Taxation was high on the agenda at Almedalen today. In the comments below, I have summarised the highlights of a few of the seminars I had the opportunity to attend. FAR served as moderator for an exciting discussion which, now and then, became quite heated. The theme was whether tax planning can be seen to be of benefit to society. The panel, with the Tax Agency, legislators and the business community represented, appeared to agree that the right amount of tax should be paid –neither too much nor too little, and that complex, unclear tax rules do not make it easy for companies to pay the correct amount of tax.

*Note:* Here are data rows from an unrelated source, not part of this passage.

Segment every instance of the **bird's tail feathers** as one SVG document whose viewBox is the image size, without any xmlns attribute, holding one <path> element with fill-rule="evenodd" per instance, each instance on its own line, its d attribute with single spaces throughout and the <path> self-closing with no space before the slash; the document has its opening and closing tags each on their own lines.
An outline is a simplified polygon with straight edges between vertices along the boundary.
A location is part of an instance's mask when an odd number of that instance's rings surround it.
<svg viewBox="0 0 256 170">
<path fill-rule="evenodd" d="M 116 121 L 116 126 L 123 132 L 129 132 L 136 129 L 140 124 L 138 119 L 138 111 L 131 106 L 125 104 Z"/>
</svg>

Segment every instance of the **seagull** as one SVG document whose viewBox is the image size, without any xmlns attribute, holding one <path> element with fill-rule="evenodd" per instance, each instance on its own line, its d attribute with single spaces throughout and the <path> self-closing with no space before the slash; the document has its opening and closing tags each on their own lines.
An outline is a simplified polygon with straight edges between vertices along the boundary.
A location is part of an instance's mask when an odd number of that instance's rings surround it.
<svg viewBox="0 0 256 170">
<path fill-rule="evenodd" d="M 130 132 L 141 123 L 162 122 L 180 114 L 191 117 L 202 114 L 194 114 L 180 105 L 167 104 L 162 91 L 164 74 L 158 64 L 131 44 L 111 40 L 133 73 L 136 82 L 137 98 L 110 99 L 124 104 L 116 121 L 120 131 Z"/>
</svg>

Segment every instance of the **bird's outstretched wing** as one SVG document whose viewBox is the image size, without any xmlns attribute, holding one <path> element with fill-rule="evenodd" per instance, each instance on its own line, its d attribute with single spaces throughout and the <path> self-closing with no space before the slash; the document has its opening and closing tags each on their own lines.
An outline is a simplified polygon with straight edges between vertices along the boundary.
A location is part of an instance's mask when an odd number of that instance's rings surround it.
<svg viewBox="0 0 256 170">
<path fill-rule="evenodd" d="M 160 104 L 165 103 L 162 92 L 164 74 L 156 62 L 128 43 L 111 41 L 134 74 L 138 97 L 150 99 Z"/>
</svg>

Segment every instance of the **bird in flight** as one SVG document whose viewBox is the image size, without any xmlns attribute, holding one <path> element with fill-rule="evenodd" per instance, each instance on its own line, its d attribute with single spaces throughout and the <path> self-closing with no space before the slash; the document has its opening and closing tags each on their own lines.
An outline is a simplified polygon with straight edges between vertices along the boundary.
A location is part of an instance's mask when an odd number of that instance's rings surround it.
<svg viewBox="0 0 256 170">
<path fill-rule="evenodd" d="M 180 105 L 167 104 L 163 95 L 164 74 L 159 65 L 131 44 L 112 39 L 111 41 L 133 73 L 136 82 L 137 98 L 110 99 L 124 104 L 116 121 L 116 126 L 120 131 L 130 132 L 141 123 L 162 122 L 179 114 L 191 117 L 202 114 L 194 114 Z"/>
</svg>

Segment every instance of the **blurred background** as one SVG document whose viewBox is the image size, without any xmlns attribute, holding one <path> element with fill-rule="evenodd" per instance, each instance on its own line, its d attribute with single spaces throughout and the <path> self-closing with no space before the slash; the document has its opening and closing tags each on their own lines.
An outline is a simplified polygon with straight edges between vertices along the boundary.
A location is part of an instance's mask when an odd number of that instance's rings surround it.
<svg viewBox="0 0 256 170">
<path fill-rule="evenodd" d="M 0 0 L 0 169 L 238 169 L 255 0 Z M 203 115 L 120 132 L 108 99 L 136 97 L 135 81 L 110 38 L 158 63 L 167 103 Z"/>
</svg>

Concepts, such as the rule of law, predictability and transparency, united the panel participants, as well as the premise that there is a responsiblity on behalf of both companies and legislators and the Tax Agency to work towards a correct handling of taxation. Paying an excessive amount of tax was portrayed as a competitive disadvantage for business operations where a yield on capital is a requirement.
The term ”tax planning”
What does the term ”tax planning” actually mean? The term is negatively charged for some people and positively charged for others. The planning of corporate operations is, in itself, nothing to be surprised about, and neither the preparation of a company or group to be able to handle tax issues in a well-thought through and positive manner. According to the Tax Agency’s definition, tax planning implies that the company keeps within the framework of the law, while a so-called tax arrangement implies not being able to foresee, in advance, the outcome of a trial of a given tax issue in the courts.
Swedish tax legislation
It was noted that there is a large grey zone in Swedish tax legislation, not the least due to the fact that the laws are very complex and difficult to interpret. A number of the panel participants maintained that proactive and courageous work with the law is required to simplify the situation for companies so they can avoid mistakes, a premise with which the Tax Agency agreed but the Agency, at the same time, concluded that a simplified tax system is not something that can be achieved in a short frame time.
The Tax Agency emphasised the importance of a tax policy anchored at Board level in larger groups. This is important, amongst other things, to ensure that the Board can execute a conscious determination of how the group’s handling of tax is to impact its sustainability work and, in the long term, its brand.
The same question which had been posed to the panel was also presented to the public -can tax planning be good for society? The replies showed a clear majority towards a ”Yes” to this question, and the moderator concluded the seminar by stating that the public attendees believed that tax planning was not something that was necessarily negative for society, while at the same time there is a requirement of a robust and predictable tax system providing a fair playing field for both companies and between countries.
Transparency in focus
Forum Syd participated in the panel discussion ”Union to Union” where tax avoidance and tax and morals were discussed. Transparency was pointed out as an important tool to counter-act tax avoidance. The panel agreed that this issue must be handled at global level. It is not enough to find solutions within the EU. To achieve sustainable solutions, the developing countries must also take part in these discussions.
Tax regulations for growth companies
With Sverige Ingenjörer (Idélandet) there was a discussion on how we can ensure that Sweden experiences economic growth, the challenges for newly-started and smaller companies in raising capital, and the tax rules for these companies. The Incentive Committee’s work was commented upon, as well as the 3:12 rules for closely held companies and it was concluded that also, here, tax is experienced as a complex and non-transparent area, not the least by smaller companies in Sweden. The question of what Sweden wants to prioritise came up and the conclusion was that if there is growth in the corporate sector, which is the goal, then the tax system but better support this goal, for example, as regards incentives for business operators and their employees.
Public discussion in the Parliament about BEPS and ATAP
A few weeks prior to Almedalen, the Parliamentary Committee on Taxation and the Parliamentary Committee on Industry and Trade held a joint, public discussion in the Parliament regarding the new international tax rules introduced in the OECD’s BEPS project, and the EU’s ATAP. Both BEPS, which stands for Base Erosion and Profit Shifting, and ATAP, Anti Tax Avoidance Package, aim at minimising the erosion of countries’ tax bases and at the taxation of companies with international operations. This theme has comprised a red thread throughout today’s debates in Almedalen. Participates in the public discussion included Minister of Finance, Magdalena Andersson, The Confederation of Swedish Enterprise’s Head of the Tax Department, Krister Andersson, and Yvonne Bertlin, CFO of AstraZeneca.